Thursday, 17 Jun 2021

Platelets sensitive to SARS-CoV-2 exposure

Platelet activation occurs in mild COVID-19 patients and in SARS-CoV-2 negative household contacts, according to Australian research.

The results suggest that SARS-CoV-2-exposed individuals may have a SARS-CoV-2 infection below the detection threshold but sufficient for a platelet response.

The small study of 67 adults and children showed few age-specific differences in platelet response to SARS-CoV-2 in mild COVID-19.

“The fact that platelet counts remained normal suggests that thrombocytopenia is a unique symptom of severe COVID-19,” the study said.

British Journal of Haematology

Inhibitors increase with intensity of factor VIII treatment

Intensive treatment with factor VIII increases the development of neutralising anti-FVIII antibodies (inhibitors) in patients with non-severe haemophilia A.

An international case-control study showed inhibitor patients were treated more often for surgery than controls (aOR 1.5).

In both early (before 50 exposure days) and late (>50 exposure days) inhibitor development, peak treatment moments were also associated with an increased risk of inhibitors (crude OR 1.8).
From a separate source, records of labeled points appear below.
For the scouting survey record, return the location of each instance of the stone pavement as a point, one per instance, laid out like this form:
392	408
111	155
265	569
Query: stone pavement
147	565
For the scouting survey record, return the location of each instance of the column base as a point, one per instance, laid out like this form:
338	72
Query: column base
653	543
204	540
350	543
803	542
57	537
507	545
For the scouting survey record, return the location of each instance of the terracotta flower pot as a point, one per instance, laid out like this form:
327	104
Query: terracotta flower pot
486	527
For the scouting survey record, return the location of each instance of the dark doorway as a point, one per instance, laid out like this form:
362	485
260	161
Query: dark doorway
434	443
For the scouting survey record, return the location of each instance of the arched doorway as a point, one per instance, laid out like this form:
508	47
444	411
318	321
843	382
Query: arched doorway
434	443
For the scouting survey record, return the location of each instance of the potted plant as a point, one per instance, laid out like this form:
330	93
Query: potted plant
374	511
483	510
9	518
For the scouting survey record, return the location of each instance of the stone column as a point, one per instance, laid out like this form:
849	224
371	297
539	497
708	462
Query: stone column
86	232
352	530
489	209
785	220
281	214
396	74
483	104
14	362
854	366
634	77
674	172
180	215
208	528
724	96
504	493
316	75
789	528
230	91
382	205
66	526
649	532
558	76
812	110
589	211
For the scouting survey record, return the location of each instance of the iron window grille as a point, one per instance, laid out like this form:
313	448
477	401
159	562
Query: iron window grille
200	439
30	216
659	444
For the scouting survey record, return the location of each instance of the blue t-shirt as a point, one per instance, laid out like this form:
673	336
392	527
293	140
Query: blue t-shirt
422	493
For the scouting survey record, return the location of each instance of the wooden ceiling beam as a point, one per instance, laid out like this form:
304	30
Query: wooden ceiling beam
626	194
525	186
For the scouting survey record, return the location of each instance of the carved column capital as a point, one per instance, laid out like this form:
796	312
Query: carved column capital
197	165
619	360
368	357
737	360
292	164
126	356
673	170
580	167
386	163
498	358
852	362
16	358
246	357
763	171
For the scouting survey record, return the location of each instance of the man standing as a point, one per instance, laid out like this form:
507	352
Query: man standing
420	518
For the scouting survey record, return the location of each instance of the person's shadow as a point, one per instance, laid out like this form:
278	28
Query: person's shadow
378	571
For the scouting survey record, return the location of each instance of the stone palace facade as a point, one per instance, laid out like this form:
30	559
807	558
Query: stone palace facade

A high mean factor VIII dose was associated with both early and late inhibitor risk (crude OR 2.8)

“Therefore, persistent vigilance is required throughout the life-time treatment course of patients with non-severe haemophilia A, to prevent or early detect inhibitor development,” the study concluded.
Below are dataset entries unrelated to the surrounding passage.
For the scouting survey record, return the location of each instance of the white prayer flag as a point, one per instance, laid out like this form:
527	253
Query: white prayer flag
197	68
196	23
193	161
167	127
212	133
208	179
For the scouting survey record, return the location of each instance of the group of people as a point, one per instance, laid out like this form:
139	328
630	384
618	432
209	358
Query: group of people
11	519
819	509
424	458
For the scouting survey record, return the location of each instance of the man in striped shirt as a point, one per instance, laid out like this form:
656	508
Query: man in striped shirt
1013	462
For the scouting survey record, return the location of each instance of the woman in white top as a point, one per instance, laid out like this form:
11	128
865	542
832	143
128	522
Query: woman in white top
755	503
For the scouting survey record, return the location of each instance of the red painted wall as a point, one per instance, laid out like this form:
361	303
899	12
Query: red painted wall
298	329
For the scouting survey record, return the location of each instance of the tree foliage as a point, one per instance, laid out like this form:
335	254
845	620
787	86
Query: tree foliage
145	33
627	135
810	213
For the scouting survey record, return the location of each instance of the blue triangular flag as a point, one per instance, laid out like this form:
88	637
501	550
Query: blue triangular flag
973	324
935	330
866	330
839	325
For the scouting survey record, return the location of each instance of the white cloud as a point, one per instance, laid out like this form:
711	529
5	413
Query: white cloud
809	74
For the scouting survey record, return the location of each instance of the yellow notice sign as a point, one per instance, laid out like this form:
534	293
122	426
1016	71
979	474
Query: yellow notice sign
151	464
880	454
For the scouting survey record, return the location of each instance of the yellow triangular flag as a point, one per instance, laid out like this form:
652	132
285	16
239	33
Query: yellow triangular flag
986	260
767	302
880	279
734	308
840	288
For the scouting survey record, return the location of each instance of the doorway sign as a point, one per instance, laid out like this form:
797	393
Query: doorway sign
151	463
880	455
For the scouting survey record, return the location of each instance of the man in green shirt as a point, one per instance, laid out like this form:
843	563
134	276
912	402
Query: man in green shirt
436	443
Journal of Thrombosis and Haemostasis

Infections still the main risk post-HCT 

Infection related mortality (IRM) is the leading cause of early death for adults and children post-HCT, an Australian registry study has confirmed.

The study of 2705 adult and 689 paediatric patients with a first allogeneic HCT between 2013 and 2018 found IRM was the leading cause of death at day 100 in adults (6.2%) – ahead of relapse (1.3%), GCHD (1.5%), and other causes 2.1%.

Similarly IRM was the leading cause of death at day 100 in children (2.5%), compared to relapse (1.3%), GVHD (0.1%), and other causes (1.6%).

Relapse became the leading cause of death at 1-year post-HCT.

Only about half of infectious deaths had an identified infectious aetiology and less than half with a causative organism however Pseudomonas spp was the most common bacteria identified in adults and CMV the most common virus.

The study said strategies to reduce IRM such as individualised pre-transplant infection risk and prevention management strategies, rapid diagnostics and access to infection management expertise should be explored.